If an iteration matches emptiness, then the repetition count is satisfied, even if the minimum number of repetitions has not been reached yet.

Saving

pattern_depot "" text_literal ':' space name ':' space

Patterns can be used to extract information from texts. The extract method returns a record containing the saved matching material.

To save material, place a text or a name and a :colon immediately before any pattern expression. All of the text that is matched by that pattern expression will be saved in the result record, using the text or name as the key. If multiple matches are made (because of repetition or multiple uses of the same text), then all of the matches will be saved in an array under the text or name.

Pattern Functions

Patterns can be used with some of the built-in functions.

array(text, pattern)

extract(text, pattern, from, to)

replace(text, pattern, replacement, limit)

search(text, pattern, from)

For example, the array() method can be used to break the contents of a file into an array of lines.
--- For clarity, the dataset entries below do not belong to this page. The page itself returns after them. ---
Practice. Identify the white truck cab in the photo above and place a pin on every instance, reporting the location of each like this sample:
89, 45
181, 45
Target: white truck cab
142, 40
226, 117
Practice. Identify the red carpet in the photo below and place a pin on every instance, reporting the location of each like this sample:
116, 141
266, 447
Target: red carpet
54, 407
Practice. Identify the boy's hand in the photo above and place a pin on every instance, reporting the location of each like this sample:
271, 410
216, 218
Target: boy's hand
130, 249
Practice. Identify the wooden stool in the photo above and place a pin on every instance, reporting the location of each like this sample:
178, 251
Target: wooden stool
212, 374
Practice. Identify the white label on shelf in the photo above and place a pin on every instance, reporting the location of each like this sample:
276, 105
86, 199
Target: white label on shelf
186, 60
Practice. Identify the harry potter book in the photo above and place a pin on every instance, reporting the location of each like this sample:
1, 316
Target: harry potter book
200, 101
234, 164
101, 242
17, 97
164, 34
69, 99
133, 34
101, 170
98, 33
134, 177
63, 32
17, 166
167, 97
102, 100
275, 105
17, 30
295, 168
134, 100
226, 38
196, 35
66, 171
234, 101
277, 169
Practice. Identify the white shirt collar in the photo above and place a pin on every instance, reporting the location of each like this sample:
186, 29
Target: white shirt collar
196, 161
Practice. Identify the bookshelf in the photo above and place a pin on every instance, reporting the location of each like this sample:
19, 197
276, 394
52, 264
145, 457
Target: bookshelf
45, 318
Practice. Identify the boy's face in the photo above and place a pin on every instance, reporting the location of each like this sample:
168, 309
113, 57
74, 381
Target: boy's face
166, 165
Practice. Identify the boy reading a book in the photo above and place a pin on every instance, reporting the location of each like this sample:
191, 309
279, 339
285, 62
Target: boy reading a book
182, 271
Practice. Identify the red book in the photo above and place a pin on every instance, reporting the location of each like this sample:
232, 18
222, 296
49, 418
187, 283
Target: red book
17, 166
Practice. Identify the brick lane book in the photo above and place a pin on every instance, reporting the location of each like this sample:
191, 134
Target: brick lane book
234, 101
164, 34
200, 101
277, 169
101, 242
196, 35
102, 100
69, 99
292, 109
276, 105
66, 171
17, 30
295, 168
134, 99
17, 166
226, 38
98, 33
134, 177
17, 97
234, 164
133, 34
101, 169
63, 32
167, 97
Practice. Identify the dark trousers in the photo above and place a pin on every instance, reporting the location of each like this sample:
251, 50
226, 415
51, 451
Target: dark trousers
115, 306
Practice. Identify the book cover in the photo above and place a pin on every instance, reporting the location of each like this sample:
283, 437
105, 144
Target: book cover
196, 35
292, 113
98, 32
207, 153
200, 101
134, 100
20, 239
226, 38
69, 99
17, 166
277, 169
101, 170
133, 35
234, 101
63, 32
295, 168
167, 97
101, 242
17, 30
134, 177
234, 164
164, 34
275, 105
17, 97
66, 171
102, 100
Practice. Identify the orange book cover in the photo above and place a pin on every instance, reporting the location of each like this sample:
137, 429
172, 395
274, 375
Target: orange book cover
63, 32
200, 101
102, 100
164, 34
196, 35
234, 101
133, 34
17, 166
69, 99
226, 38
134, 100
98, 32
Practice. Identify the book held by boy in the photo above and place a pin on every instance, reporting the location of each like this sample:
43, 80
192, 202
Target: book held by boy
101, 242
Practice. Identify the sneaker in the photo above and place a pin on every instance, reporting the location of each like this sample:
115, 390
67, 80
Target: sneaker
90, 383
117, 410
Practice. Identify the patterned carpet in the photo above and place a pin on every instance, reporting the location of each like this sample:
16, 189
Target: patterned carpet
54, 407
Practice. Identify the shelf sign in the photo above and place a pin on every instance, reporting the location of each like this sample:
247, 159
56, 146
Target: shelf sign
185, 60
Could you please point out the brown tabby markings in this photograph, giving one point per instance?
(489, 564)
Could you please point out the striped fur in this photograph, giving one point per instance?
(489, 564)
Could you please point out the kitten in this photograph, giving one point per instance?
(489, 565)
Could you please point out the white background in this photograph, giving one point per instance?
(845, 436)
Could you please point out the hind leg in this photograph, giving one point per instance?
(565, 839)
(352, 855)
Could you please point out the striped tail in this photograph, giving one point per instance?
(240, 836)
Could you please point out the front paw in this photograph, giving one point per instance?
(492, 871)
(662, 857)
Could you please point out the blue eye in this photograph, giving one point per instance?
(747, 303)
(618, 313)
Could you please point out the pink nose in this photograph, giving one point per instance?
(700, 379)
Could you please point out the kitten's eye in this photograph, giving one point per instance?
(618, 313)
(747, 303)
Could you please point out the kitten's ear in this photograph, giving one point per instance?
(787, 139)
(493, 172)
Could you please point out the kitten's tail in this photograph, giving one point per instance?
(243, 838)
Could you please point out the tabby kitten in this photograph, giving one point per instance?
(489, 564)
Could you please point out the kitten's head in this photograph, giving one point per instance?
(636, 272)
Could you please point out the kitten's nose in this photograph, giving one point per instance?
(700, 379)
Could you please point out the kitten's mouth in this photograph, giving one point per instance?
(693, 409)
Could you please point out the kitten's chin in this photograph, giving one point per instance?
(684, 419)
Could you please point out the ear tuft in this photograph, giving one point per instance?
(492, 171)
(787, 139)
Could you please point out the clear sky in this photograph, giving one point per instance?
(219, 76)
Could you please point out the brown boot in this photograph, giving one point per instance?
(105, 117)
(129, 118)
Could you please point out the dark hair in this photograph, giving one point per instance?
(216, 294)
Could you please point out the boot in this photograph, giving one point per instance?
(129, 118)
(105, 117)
If the separator pattern is found in the text, then the subtext before the match is stored in the new array, and the match is repeated on the remainder until no more matches are possible. The remainder of the text is stored in the array and the array is result.

var lines: array(file, ¶ {end})

This will break on linefeed, carriage return, and carriage return linefeed.